Era dunia maya memunculkan hak untuk dilupakan atau right to be forgotten bagi semua masyarakat agar datanya dapat dihapus sesuai dengan peraturan perundang-undangan. Sayangnya, pengaturan Indonesia right to be forgotten masih belum tegas, sehingga informasi yang merugikan seseorang akan tetap beredar di mesin pencari atau platform lainnya.

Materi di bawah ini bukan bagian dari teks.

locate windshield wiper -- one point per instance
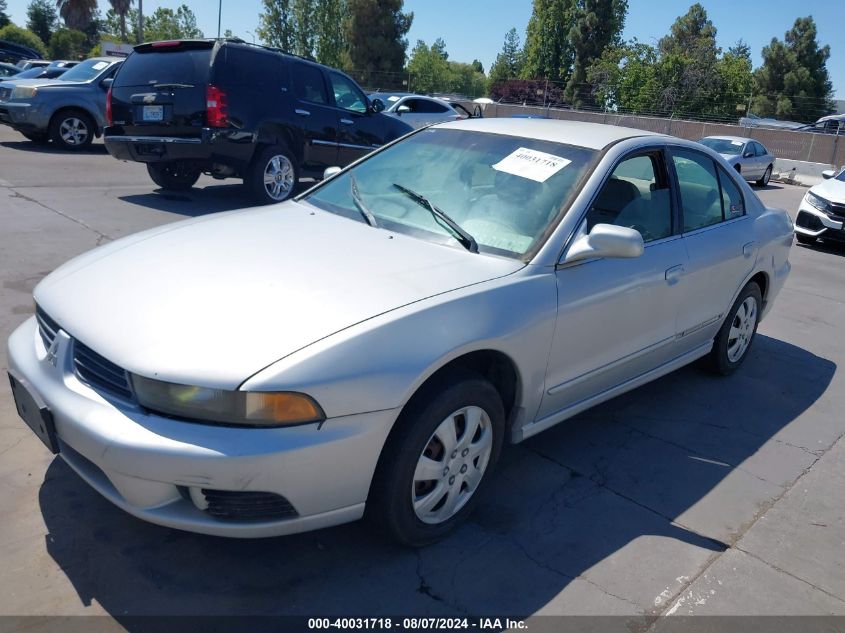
(356, 198)
(467, 240)
(160, 86)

Dosen Fakultas Hukum Unika Atma Jaya Indriaswati D Saptaningrum, menyampaikan gagasan right to be forgotten pertama kali masuk dalam perundang-undangan ketika amandemen UU No 11 Tahun 2008 tentang Informasi dan Transaksi Elektronik (ITE). “Ketentuan tersebut diakomodasi dalam Pasal 26 ayat 3 dan 4. Kemudian, tata cara penghapusannya diatur dalam Peraturan Pemerintah (PP)” jelas Indriawati dalam diskusi daring bertajuk ‘Merumuskan Ulang The Right to be Forgotten: Sinkronisasi UU PDP dan UU ITE’pada Senin (27/2/2023).

Baca juga:

Mengacu Peraturan Pemerintah (PP) No. 71 Tahun 2019 tentang Penyelenggaraan Sistem dan Transaksi Elektronik (PSTE), subjek data dapat memohon penghapusan melalui mekanisme pengadilan. Apabila dikabulkan maka penyelenggara sistem elektronik bersangkutan berkewajiban menghapus data yang dimohonkan.

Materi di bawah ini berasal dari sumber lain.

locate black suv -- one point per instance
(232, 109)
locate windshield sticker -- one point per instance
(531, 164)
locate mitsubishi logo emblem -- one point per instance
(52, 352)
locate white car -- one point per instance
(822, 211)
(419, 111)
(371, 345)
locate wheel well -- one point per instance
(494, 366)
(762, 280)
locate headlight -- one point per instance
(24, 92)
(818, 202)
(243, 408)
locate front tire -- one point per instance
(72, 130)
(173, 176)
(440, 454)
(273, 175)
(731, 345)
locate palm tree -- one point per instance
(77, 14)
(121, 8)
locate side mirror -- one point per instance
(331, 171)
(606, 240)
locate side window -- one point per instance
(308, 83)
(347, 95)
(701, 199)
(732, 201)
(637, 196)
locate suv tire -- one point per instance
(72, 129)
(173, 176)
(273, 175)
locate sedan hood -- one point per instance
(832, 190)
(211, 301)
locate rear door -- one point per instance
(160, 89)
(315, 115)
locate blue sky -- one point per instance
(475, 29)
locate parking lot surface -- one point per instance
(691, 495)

Ketentuan right to be forgotten juga tercantum dalam UU No.27 Tahun 2022 tentang Pelindungan Data Pribadi (PDP). Indriaswati menyampaikan, penghapusan dan pemusnahan data merupakan bagian dari pemrosesan data. Ketentuan ini tercantum dalam Pasal 8 UU 27/2022. Penghapusan dan pemusnahan data dikecualikan berhubungan kepentingan dan pertahanan nasional, kepentingan proses penegakan hukum, kepentingan umum dalam rangka penyelenggaraan negara, pengawasan sektor keuangan, kepentingan statistik.

Indriawati berpendapat, dalam regulasi right to be forgotten masih terdapat berbagai risiko permasalahan. Pertama, cakupan pengertian atas hak yang perlu diharmonisasikan dengan UU lain. Lalu, kepastian delisting dari mesin pencari termasuk dalam penghapusan/pemusnahan. Kemudian, ruang lingkup informasi elektronik/non-elektronik yang diatur dalam UU lain.

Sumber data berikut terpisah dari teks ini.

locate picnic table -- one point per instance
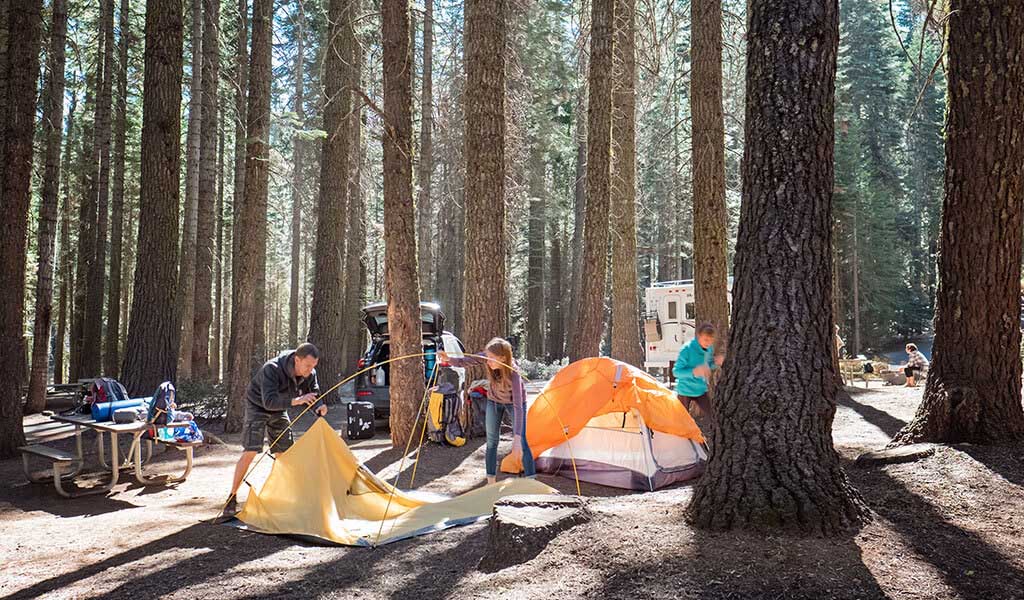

Kedua, berhubungan dengan cakupan tindakan. Hal ini berhubungan dengan realisasi regulasi serta proses penghapusan/pemusnahan saat data diproses pihak ketiga. Ketiga, syarat dan prosedur permintaan dan respon dari pengendali/prosesor data. Keempat, berhubungan dengan sanksi yang berlaku serta pengawasan yang saat ini masih menunggu pembentukan komisi.